Lex fumbled for the key. Jacket pockets? No. Front trouser pockets? No. Back trouser pockets? No. He propped his forehead against the door. Specks of paint peeled off, sticking to his skin. Lex groaned. Where was it? Inside jacket pocket? His right hand hovered, mid-air. If it wasn’t in there, this last pocket, he was fucked.
It was there. Lex wrapped his fingers round it. A heavy skeleton key. Everything about this house was old-fashioned. Georgian, thought Lex. Either that or Victorian, or Edwardian. Definitely -ian.

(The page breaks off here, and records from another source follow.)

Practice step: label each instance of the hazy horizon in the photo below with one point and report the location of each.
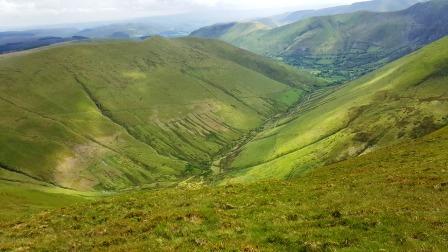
(29, 14)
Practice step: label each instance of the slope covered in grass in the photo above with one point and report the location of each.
(344, 47)
(392, 199)
(111, 115)
(371, 6)
(403, 100)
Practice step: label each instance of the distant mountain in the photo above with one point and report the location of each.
(110, 115)
(229, 31)
(26, 43)
(403, 100)
(343, 47)
(372, 6)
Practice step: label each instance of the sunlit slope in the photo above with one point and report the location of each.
(111, 115)
(393, 199)
(403, 100)
(345, 47)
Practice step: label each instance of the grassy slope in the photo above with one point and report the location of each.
(344, 47)
(393, 199)
(99, 115)
(405, 99)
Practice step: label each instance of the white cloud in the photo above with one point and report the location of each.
(39, 12)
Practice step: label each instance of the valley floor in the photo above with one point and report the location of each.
(393, 199)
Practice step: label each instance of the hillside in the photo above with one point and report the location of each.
(392, 199)
(371, 6)
(110, 115)
(344, 47)
(405, 99)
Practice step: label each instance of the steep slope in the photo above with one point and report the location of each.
(344, 47)
(403, 100)
(372, 6)
(393, 199)
(111, 115)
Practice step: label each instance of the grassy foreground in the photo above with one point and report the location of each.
(393, 199)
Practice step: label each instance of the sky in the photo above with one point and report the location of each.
(21, 13)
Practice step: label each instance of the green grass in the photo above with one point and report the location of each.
(391, 199)
(114, 115)
(343, 47)
(404, 100)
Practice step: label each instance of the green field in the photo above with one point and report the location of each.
(341, 47)
(191, 144)
(403, 100)
(113, 115)
(393, 199)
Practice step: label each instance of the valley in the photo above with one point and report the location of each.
(311, 130)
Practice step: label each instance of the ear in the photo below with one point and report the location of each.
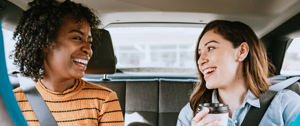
(46, 50)
(243, 51)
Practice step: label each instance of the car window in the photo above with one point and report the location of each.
(292, 58)
(155, 47)
(9, 44)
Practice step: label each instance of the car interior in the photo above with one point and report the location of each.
(153, 95)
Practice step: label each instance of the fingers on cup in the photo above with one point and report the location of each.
(211, 121)
(199, 116)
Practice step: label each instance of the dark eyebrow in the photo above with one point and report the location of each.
(208, 43)
(80, 32)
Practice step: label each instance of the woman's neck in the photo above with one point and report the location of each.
(56, 84)
(233, 95)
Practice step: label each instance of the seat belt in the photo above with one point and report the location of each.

He unlocked the door. Bearing a plastic bag containing three cans of Holsten Pils, he stepped over the threshold. Lex was home.
He switched on the lightbulb and dumped the cans down on the table. Boom-badda-boom came through the walls. His neighbours, an IT technician and his Asian consort, turned up the radio during lovemaking to drown out the moans. Lex appreciated that. Thoughtful of them.
Lex opened a can and slumped down on his bed. He kicked off his shoes and drank. He didn’t much like Holsten Pils; it had very little taste to speak of. But it was the cheapest in the shop.
An alarm clock lay on the floor, face up. Twenty past eleven. He’d need to crack on with the cans.
Badda-badda-baow. How had his neighbour managed it? His bedsit was the same size as this one; Lex had seen inside it. And there he was, with a woman. Cohabiting the space with a sex-crazed Oriental. The bastard.
He took another drink.
It was only at this point, some several minutes after entering the room, that Lex realised someone was sitting in his armchair. His can of beer wavered against his lips; his eyes strained and focused. Fucking hell. There was someone there.
The armchair was in the far corner of the room, beyond the wardrobe. Lex never used it, preferring the bed. It was a grey-green colour, with various stains, of a piece with its surroundings.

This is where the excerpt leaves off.